Su internet leggo che non molto lontano dal quartiere ci sono delle fermate della metropolitana della linea B e B1: Rebibbia, Jonio, Conca d’oro. Mi viene da sorridere perché raggiungerle prevede sempre un tragitto sull’autobus che vanifica i vantaggi offerti dal “trasporto sotterraneo” rapido e frequente. Dei mezzi di superficie in questione, due linee che fanno capolino da viale Kant, se ne vede raramente il passaggio.

Tanto raramente che viale Marx, così tutta dritta, è una simpatica pista di atletica leggera per tutti coloro che, interpretato già l’arrivo di una vettura come un miracolo. non vogliono correre il rischio di rimanere a piedi. Di questo spettacolo sono testimoni gli anziani che si affacciano dagli spalti dei balconi da un lato e dall’altro della strada. Se perdi l’autobus gli stessi con un fare un po’ sconsolato in po’ canzonatorio ti dicono “Mo’ so’ altri trenta minuti”. Quando finalmente giungi alla fermata Jonio, capolinea. Puoi aspettare anche venti minuti prima di partire.

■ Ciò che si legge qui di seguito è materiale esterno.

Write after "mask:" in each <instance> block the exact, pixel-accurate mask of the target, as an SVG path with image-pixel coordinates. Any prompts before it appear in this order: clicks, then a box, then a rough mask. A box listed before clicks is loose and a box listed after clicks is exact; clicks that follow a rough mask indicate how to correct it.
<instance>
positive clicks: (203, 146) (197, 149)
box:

Per fortuna il verde nei dintorni è abbastanza, perché la sera passeggiare sulla Nomentana non è proprio
salutare. 
La fauna si è bizzarramente modificata, cosa che si sta verificando in tutta la città. Qui non ci sono i cinghiali, ma tra gli alberi la sera spunta una volpe e i parrocchetti. I pappagallini verdi e gialli, sono gli improbabili abitanti del verde dei dintorni che ti svegliano la mattina anche di domenica.

I servizi sociali che vanno a tamponare le difficoltà delle persone, sono diminuiti. La burocrazia delle
amministrazioni blocca qualunque tipo di intervento, lo rende tardivo o poco efficace. La gestione di
trasporti, nettezza urbana, centri di accoglienza quando si è cercato di fare “pulizia” di gestioni poco
trasparenti, ha sostituito al poco il niente. Se si è davanti alla legge meglio il niente che poco, al
cittadino resta magra consolazione. Come è possibile che in anni davvero i residenti possano affermare “non è cambiato niente”? Soprattutto come si fa a non pensare a tutto questo? Si corre tutto il giorno per
chiudersi prima possibile dietro la porta dei nostri appartamenti.

In una città grande non è facile partecipare, cambiare qualcosa. A volte però quando ci si ferma a pensare, a raccontare, a scattare una foto, sullo sfondo quella tristezza salta all’occhio. Quel qualcosa di strano che disturba lo sguardo e la mente pensandoci bene è che “non è cambiato niente”.